//September 12, 2022
Local residents may challenge in court a Calvert County commission’s zoning decision they allege was unlawfully reached based on the vote of a commissioner with a personal stake in the outcome, their attorney told a skeptical Maryland high court Monday.
During oral arguments, many of the Court of Appeals judges appeared ready to accept G. Macy Nelson’s argument that the residents have “taxpayer standing” to challenge Commissioner Kelly D. McConkey’s controversial vote.
But the judges said the lawsuit, even if successful, would apparently be meaningless because courts cannot strike down legislative acts due to a commissioner’s conflict of interest.
Courts take a “narrow view” regarding what constitutes an illegal, or ultra vires, act of a commission or other legislative body, Judge Brynja M. Booth said. Specifically, courts review only measures passed by the body to determine whether they are constitutional and in compliance with the body’s statutory authority, Booth added.
“We don’t nullify councilmanic actions based on conflict of interest,” Booth said. “A conflict of interest does not constitute ultra vires action.”
Chief Judge Matthew J. Fader said courts may strike down a zoning decision when it is “truly ultra vires” in that the commission lacked legal authority to adopt it, a view echoed by Judges Steven B. Gould and Shirley M. Watts.
Amid the judicial barrage, Nelson said McConkey’s alleged conflict of interest cannot be divorced from the commission’s 3-2 approval of the zoning plan because his vote was decisive.
“The whole point of taxpayer standing (to sue) is to allow citizens to take action” when a commissioner violates conflict of interest standards by casting a deciding, self-interested vote, said Nelson, of the Law Office of G. Macy Nelson LLC in Towson. “That vote was ultra vires. Everybody knows it.”
Nelson and the four residents allege McConkey should have been barred from voting in 2019 on the county’s comprehensive zoning plan because he owned two parcels that would be affected by proposals under consideration. McConkey abstained from the first vote but not the second, which essentially broke a 2-2 tie.
The four residents sued, seeking a court order invalidating the zoning decision as having been reached on a vote cast by a commissioner otherwise required to recuse himself under the county’s conflict-of-interest law. But the Calvert County Circuit Court and the intermediate Court of Special Appeals said the residents’ lawsuit was barred because the county ordinance provided no cause of action for claims against a duly elected commissioner acting in his legislative capacity.

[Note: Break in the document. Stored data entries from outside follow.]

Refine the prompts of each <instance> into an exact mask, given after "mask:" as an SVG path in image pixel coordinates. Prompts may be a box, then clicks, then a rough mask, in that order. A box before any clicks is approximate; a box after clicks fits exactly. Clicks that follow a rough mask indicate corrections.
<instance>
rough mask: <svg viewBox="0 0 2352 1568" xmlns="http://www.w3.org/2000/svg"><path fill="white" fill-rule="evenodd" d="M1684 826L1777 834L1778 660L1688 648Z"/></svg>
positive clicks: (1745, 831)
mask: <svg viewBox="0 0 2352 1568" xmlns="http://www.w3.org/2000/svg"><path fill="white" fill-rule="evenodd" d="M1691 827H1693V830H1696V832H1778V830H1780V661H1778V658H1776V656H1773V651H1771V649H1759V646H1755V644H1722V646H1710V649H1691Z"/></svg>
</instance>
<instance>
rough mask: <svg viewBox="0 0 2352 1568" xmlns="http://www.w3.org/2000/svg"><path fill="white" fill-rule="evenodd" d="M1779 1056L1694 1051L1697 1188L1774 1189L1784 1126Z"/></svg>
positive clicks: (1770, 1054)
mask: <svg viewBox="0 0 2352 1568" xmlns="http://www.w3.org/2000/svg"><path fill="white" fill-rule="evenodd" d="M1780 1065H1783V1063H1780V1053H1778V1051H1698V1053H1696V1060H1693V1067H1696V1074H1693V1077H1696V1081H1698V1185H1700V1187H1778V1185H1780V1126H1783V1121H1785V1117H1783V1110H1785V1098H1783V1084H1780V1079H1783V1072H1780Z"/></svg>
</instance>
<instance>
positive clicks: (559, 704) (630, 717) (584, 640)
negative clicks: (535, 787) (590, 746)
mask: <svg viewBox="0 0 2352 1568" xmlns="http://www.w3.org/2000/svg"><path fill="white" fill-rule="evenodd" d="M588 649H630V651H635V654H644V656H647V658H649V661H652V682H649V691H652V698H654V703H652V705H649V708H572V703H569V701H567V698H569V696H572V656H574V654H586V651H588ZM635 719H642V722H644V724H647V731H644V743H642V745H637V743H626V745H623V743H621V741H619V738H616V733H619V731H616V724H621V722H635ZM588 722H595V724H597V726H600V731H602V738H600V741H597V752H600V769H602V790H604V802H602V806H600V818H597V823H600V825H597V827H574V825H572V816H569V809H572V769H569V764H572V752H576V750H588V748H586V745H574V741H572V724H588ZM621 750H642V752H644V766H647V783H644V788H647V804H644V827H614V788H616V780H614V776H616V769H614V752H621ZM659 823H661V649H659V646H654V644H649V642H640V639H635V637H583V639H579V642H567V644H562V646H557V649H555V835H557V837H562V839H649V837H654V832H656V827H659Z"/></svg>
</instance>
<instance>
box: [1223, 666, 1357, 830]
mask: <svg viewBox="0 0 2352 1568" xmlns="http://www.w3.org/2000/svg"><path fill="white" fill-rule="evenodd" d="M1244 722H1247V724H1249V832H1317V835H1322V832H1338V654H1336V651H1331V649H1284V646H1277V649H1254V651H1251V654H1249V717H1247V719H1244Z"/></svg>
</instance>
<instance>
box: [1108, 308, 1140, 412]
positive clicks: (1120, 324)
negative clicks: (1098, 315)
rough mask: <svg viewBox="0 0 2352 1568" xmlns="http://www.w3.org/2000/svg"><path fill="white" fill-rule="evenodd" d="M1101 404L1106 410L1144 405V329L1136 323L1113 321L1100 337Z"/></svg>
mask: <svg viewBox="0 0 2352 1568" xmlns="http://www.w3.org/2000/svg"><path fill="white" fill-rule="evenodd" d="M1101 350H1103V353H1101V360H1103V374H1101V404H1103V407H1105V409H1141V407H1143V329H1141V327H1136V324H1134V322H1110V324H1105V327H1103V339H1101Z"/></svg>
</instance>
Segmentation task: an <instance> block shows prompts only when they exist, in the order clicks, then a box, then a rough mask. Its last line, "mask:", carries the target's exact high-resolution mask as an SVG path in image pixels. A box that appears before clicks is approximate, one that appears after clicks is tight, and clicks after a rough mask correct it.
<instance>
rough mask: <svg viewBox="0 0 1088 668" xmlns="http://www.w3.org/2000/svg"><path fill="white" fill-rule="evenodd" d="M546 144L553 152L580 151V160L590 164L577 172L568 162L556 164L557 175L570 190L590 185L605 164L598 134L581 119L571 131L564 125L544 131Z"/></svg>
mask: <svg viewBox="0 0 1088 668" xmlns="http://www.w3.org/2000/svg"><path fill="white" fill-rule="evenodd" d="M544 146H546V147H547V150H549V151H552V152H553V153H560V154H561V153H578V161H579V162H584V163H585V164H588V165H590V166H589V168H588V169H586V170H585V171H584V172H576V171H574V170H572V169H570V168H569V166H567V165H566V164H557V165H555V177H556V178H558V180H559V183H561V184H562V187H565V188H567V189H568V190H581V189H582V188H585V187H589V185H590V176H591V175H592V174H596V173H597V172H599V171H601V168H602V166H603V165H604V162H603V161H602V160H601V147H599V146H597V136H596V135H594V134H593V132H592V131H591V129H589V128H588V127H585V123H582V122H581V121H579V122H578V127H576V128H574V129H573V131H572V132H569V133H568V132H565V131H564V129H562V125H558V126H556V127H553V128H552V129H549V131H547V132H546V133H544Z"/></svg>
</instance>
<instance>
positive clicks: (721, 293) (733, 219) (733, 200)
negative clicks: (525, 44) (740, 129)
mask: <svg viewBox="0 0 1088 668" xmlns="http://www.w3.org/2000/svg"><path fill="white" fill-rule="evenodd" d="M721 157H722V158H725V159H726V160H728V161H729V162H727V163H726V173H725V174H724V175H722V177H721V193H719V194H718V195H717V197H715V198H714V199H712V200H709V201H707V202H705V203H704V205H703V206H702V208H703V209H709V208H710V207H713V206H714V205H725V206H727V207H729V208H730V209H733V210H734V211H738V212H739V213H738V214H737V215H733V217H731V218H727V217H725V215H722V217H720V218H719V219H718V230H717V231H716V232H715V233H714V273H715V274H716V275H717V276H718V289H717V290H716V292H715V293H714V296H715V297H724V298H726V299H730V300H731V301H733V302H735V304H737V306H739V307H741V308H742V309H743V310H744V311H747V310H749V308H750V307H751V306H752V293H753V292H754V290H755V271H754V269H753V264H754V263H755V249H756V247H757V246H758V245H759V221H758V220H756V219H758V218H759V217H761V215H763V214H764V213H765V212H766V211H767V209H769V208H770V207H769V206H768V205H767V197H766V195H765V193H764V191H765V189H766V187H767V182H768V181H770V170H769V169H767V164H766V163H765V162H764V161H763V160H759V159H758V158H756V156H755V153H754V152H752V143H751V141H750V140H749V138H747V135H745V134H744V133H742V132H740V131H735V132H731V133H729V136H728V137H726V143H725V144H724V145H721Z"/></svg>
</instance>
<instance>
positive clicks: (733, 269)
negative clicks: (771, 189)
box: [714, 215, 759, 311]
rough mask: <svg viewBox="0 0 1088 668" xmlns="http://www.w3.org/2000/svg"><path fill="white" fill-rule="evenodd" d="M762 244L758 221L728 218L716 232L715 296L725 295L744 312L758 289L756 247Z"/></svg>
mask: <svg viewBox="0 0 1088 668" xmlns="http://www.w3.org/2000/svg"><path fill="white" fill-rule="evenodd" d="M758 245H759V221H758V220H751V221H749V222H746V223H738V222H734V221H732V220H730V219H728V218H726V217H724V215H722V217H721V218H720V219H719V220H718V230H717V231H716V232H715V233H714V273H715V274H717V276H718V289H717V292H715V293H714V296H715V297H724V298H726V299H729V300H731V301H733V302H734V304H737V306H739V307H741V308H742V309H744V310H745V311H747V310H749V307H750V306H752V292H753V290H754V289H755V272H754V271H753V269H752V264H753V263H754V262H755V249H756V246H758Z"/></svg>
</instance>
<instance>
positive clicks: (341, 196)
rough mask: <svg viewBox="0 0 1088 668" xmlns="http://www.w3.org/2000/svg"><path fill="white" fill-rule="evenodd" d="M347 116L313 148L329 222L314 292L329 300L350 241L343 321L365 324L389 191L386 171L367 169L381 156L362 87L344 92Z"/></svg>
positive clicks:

The residents sought review by the seven-member high court.
Calvert County Attorney John Mattingly urged the Court of Appeals to uphold the zoning decision, saying the constitutional separation of powers bars courts from striking down such decisions based on the motives of commissioners. Judges may only review an approved zoning plan to determine if it is constitutionally and statutorily valid and not question the commissioners’ motives, Mattingly said.
“Invalidation (of a zoning decision) goes to the sausage, not how the sausage was made,” Mattingly said. To hold otherwise would be “placing the court in the shoes of the legislative process” and “allowing one branch of government to invade the legislative branch,” he added.
The Court of Appeals is expected to render its decision by Aug. 31 in the case, Susan Dzurec et al. v. Board of County Commissioners of Calvert County, Md., et al., No. 1 September Term 2022.
In addition to Dzurec, the residents suing the county are Myra Gowans, Michael King and Phyllis Sherkus.
In a separate proceeding, the Calvert County Ethics Commission found in December 2020 that McConkey had violated the county’s ethics ordinance and issued him a letter of censure.
The Calvert County Circuit Court reversed the commission’s ruling in August 2021, but the Court of Special Appeals reinstated it last month in an unreported opinion. The case was docketed at the Court of Special Appeals as In the Matter of Kelly D. McConkey, No. 954, September Term 2021.